Psoriasis is a disease with multiple dimensions, each of which can contribute in a range of different ways to its overall impact on the individual. To be able to demonstrate objectively that any intervention for psoriasis can successfully modify that impact, it is necessary firstly to have tools for capturing and measuring that impact meaningfully and reliably (severity assessment) and second to understand what any given changes in such assessments actually mean in terms of modifying that impact. Only then can a meaningful assessment of the outcome of that intervention be derived.
Measuring change without reference to baseline severity (eg, “worse,” “no change,” “better”) is little different from the traditional approach used by doctors in routine practice. In a chronic condition such as psoriasis, such assessments are of limited value for charting an individual patient’s long-term disease behavior, because recall of fluctuations in disease severity over time is unlikely to be reliable. Neither are they useful for evaluating outcomes across a cohort of patients with unknown and potentially widely varying initial disease severity, as in a clinical trial comparing different interventions. Severity assessment at least 2 time points is a prerequisite for adequate documentation of change and thus for assessing outcomes.

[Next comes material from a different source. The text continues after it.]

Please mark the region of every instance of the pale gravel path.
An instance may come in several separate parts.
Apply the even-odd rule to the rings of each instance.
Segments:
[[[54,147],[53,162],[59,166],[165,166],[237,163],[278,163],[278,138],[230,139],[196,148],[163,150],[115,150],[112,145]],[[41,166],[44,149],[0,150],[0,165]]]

The difference between severity assessment and outcome assessment can be illustrated clearly using the best known instrument for assessing psoriasis, the Psoriasis Area and Severity Index (PASI) : The PASI assesses severity whereas a 75% reduction in PASI score (PASI-75) assesses outcome. Unfortunately, the term “outcome” is all too often used indiscriminately to describe both types, particularly in relation to so-called patient-reported outcome measures (PROMs). For instance, NHS England (The UK National Health Service as it applies to England) states: “PROMs measure a patient’s health status or health-related quality of life at a single point in time.” In similar vein, the US Food and Drug Administration states: “A PRO (patient-reported outcome) is any report of the status of a patient’s health condition that comes directly from the patient, without interpretation of the patient’s response by a clinician or anyone else. The outcome can be measured in absolute terms (eg, severity of a symptom, sign, or state of a disease) or as a change from a previous measure.” Outcome can be assessed only by examining change, whether the desired outcome be change, as in interventions to treat disease, or no change, as in interventions intended to halt disease progression.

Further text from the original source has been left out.